The author and Strike hike to the horses after glassing a buck across the valley. David Herman
With 20 minutes of daylight to go, Strike spotted the buck again. It was standing in the timber 300 yards from where he had been bedded before. The three of us scrambled over the loose rock to get closer for a shot. With five minutes of light left, we set up under a small pine, Strike set his pack down for Herman to rest his rifle on, and Herman cranked his scope’s magnification. “Whenever you’re ready,” Strike said. I plugged my ears—but Herman didn’t shoot.
With one step, the buck was gone again, into the shadows of the pines. The three of us didn’t say a word but all shared in the understanding of what this meant: Climbing down the mountain would be just as hard as going up. We knew we had to find the horses and ride out in the dark. We knew we had to do it all while keeping an eye out for the grizzly. We knew we had to wake up tomorrow and do it all over again.
But with one minute to go until last light, just as we were getting ready to stand and shoulder our packs, the buck stepped out from the treeline and started walking away from us on a trail toward the crest of a rise. Strike saw it first, then I did, but Herman was still looking through the scope.
“Where is it?” Herman asked.
“Look with your naked eye,” Strike said. “He’s going over that hill.”
Herman picked up the buck and followed it with his crosshairs, but all he could see was the deer’s tail and antlers swaying on either side.
“You don’t have a shot,” Strike said. “Wait until you see his shoulder.”

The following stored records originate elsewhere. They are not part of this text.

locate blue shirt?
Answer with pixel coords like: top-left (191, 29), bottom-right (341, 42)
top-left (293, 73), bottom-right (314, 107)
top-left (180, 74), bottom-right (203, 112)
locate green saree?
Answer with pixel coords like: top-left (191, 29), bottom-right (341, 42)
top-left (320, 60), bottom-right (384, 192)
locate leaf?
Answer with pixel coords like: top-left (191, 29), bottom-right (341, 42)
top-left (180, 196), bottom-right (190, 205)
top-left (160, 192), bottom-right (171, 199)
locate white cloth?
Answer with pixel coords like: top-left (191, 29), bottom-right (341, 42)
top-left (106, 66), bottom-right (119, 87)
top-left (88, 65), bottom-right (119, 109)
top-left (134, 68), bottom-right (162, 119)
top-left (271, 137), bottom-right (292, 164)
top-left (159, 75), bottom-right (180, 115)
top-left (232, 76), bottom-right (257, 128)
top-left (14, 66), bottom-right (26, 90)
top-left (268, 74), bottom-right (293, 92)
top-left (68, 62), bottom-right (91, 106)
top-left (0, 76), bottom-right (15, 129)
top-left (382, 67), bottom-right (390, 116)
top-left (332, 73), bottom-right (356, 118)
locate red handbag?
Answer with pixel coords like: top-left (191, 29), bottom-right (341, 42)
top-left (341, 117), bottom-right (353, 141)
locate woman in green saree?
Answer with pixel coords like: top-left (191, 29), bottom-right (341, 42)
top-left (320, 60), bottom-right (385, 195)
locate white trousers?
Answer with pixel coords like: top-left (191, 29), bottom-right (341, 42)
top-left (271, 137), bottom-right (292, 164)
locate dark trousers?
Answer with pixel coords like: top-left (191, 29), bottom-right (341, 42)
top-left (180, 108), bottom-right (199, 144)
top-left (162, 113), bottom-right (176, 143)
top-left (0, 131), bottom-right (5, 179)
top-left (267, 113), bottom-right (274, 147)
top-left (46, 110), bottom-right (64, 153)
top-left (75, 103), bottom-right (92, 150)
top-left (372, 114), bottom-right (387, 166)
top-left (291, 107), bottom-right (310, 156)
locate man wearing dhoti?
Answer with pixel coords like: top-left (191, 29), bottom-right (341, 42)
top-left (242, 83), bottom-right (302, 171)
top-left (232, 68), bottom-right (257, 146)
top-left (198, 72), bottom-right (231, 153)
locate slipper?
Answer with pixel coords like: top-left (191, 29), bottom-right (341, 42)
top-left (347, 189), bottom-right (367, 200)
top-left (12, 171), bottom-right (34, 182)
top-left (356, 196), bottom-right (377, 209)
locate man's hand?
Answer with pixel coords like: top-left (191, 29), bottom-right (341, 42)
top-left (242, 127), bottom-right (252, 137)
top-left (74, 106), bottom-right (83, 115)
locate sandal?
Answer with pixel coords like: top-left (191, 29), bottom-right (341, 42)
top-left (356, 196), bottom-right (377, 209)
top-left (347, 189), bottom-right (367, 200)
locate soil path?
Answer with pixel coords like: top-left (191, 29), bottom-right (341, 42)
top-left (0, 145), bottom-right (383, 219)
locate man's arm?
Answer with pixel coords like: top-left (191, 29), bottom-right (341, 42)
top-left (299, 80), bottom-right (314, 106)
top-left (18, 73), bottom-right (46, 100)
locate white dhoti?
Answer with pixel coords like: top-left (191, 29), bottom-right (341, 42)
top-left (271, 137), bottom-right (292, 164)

With seconds to go, and just before the buck walked over the hill, he turned broadside to take one last look at what had been chasing him all day.
Moments of Truth
For me, fall is less a time of year and more a patchwork of moments—past and present—that I’ve experienced in the woods. You spend so much time waiting and planning and working for those moments that they almost seem like they’ll never arrive. But when they do, it’s hard to believe they’re really happening.
They’re moments like Herman’s perfect shot, or finding the dead mule deer resting on a log in the dark, on a near-vertical slope—or the second that buck turned to give us one more chance.